Matrix Factorizations

Singular Value Decomposition

A non-negative real value \(\sigma\) is a singular value for a matrix \(A \in \RR^{m \times n}\) if and only if there exist unit length vectors \(u \in \RR^m\) and \(v \in \RR^n\) such that \(A v = \sigma u\) and \(A^T u = \sigma v\). The vectors u and v are called left singular and right singular vectors for \(\sigma\) respectively. For every \(A \in \RR^{m \times n}\) with \(k = \min(m, n)\), there exist two orthogonal matrices \(U \in \RR^{m \times m}\) and \(V \in \RR^{n \times n}\) and a sequence of real numbers \(\sigma_1 \geq \dots \geq \sigma_k \geq 0\) such that \(U^T A V = \Sigma\) where \(\Sigma = \text{diag}(\sigma_1, \dots, \sigma_k, 0, \dots, 0) \in \RR^{m \times n}\) (Extra columns or rows are filled with zeros). The decomposition of \(A\) given by \(A = U \Sigma V^T\) is called the singular value decomposition of \(A\). The first \(k\) columns of \(U\) and \(V\) are the left and right singular vectors of \(A\) corresponding to the singular values \(\sigma_1, \dots, \sigma_k\). The rank of \(A\) is equal to the number of non-zero singular values which equals the rank of \(\Sigma\). The eigen values of positive semi-definite matrices \(A^T A\) and \(A A^T\) are given by \(\sigma_1^2, \dots, \sigma_k^2\) (remaining eigen values being 0). Specifically, \(A^T A = V \Sigma^T \Sigma V^T\) and \(A A^T = U \Sigma \Sigma^T U^T\). We can rewrite \(A = \sum_{i=1}^k \sigma_i u_i v_i^T\). \(\sigma_1 u_1 v_1^T\) is rank-1 approximation of \(A\) in Frobenius norm sense. The spectral radius and \(2\)-norm of \(A\) is given by its largest singular value \(\sigma_1\).
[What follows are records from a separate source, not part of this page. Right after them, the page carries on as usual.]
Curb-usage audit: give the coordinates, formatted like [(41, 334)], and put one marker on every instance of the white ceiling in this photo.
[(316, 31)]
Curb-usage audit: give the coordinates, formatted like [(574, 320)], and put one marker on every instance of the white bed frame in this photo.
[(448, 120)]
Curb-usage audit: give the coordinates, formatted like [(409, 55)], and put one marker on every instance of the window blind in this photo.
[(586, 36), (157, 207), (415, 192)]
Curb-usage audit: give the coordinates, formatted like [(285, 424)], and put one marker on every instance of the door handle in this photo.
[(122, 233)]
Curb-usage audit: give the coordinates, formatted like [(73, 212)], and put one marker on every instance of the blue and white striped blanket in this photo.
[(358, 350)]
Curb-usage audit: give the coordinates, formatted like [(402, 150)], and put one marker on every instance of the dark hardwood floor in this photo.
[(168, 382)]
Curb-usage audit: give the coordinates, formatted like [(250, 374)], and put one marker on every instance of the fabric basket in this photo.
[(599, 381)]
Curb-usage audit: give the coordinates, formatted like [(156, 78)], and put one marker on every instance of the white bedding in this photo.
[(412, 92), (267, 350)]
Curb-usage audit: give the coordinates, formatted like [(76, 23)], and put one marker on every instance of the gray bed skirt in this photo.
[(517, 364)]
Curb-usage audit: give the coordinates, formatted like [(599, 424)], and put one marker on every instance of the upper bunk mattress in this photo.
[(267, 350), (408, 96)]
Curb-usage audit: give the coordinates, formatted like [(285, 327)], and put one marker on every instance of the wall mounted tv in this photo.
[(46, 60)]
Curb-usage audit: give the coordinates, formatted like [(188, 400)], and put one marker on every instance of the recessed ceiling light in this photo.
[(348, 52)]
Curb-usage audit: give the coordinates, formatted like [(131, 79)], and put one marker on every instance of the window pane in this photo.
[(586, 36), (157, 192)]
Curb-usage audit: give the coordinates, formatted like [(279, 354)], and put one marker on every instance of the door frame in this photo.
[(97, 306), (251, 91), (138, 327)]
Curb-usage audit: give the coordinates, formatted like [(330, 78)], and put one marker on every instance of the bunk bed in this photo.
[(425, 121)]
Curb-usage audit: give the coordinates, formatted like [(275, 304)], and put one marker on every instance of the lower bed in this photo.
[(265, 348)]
The Moore-Penrose pseudo-inverse of \(\Sigma\) is easily obtained by taking the transpose of \(\Sigma\) and inverting the non-zero singular values. Further, \(A^{\dag} = V \Sigma^{\dag} U^T\). The non-zero singular values of \(A^{\dag}\) are just reciprocals of the non-zero singular values of \(A\). Geometrically, singular values of \(A\) are the precisely the lengths of the semi-axes of the hyper-ellipsoid \(E\) defined by \(E = \{ A x | \| x \|_2 = 1 \}\) (i.e. image of the unit sphere under \(A\)). Thus, if \(A\) is a data matrix, then the SVD of \(A\) is strongly connected with the principal component analysis of \(A\).